In my program, I use a USM shared pointer with size 2*N*N:
std::vector<float> A(2 * N * N);
auto A_acc = (Array<float, 2, N, N> *)malloc_shared( sizeof(Array<float, 2, N, N>),
deviceQueue.get_device(), deviceQueue.get_context());
new (A_acc) Array<float, 2, N, N>(A.data());
Inside the kernel I reference the shared memory via A_acc[0][0][i][j] and A_acc[0][1][i][j].
My program works when N is set to values smaller than 24 (like 8, 16 or 24), but it fails at size 32.
May I ask if there is any limitations on using USM pointers inside kernels?
Can you post the full example or at least a minimum test case showing the problem, which compiler & system you are using, which accelerator are you targeting? Otherwise it is difficult to help. For example I have no idea about what is “Array” and so on.
Thanks for your response. This is how I am defining Array:
template<typename T, int N, int... Rest>
struct Array : std::array<Array<T, Rest...> , N>{
using std::array<Array<T, Rest...> , N>::operator[];
};
template<typename T, int N>
struct Array<T, N> : std::array<T, N>{
using std::array<T, N>::operator[];
};
I am using the CUDA backend on DPC++ where the malloc_shared calls cuda_piextUSMSharedAlloc in the Cuda plugin API and then it makes a call to cuMemAllocManaged.
I see, your Array is multidimensional array defined by using recursively a std::array.
I cannot see any obvious reason for the failure.
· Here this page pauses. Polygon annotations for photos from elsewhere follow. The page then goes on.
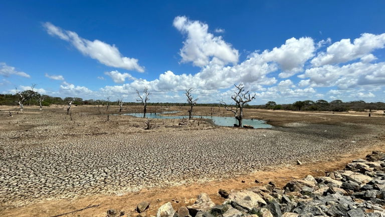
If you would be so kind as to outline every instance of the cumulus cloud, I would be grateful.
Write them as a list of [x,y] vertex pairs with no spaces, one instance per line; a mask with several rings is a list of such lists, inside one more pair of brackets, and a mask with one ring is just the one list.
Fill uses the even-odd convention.
[[173,26],[187,37],[180,51],[182,62],[192,62],[194,65],[203,67],[213,58],[223,64],[238,61],[238,51],[222,37],[209,33],[207,24],[183,16],[175,18]]
[[112,78],[112,80],[115,83],[124,83],[126,81],[126,78],[128,78],[129,80],[135,80],[135,79],[128,73],[121,73],[117,70],[105,72],[104,74],[111,77]]
[[280,47],[264,51],[262,58],[267,62],[278,63],[283,71],[279,77],[287,78],[302,70],[305,63],[314,56],[314,42],[311,38],[292,38]]
[[11,75],[19,75],[25,77],[31,77],[28,74],[16,70],[14,67],[7,65],[5,62],[0,62],[0,75],[6,77],[9,77]]
[[225,32],[225,30],[221,28],[217,28],[214,30],[217,33],[223,33]]
[[63,75],[50,75],[48,73],[46,73],[44,76],[53,80],[64,80],[64,77],[63,76]]
[[82,54],[97,60],[108,66],[143,72],[144,69],[138,63],[138,59],[123,56],[115,45],[110,45],[98,40],[93,41],[82,38],[74,32],[65,30],[51,23],[43,24],[47,33],[70,42]]
[[358,85],[383,85],[385,62],[371,64],[358,62],[340,67],[326,65],[306,69],[304,74],[298,77],[308,78],[303,84],[306,82],[313,87],[337,86],[346,89]]
[[311,62],[315,66],[344,63],[364,57],[373,50],[383,48],[385,33],[374,35],[363,33],[354,40],[342,39],[330,45],[326,52],[321,52]]
[[[32,89],[32,87],[31,86],[23,86],[23,85],[20,85],[19,86],[20,90],[21,91],[24,91],[24,90],[28,90]],[[34,91],[35,92],[37,92],[40,94],[47,94],[47,91],[44,89],[44,88],[34,88]]]
[[60,94],[67,96],[79,96],[94,95],[96,93],[92,90],[83,86],[75,86],[65,81],[60,85],[59,92]]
Perhaps some alignment constraints?
For N = 32, this requires 8192 bytes, which might hit a bug when using more than one 4K page?
Anyway, it looks related to a specific implementation with a specific back-end. so I suggest you open an issue on GitHub - intel/llvm: Intel staging area for llvm.org contribution. Home for Intel LLVM-based projects. with a complete example which can compile and exhibits the bug at run time so they can directly try the code.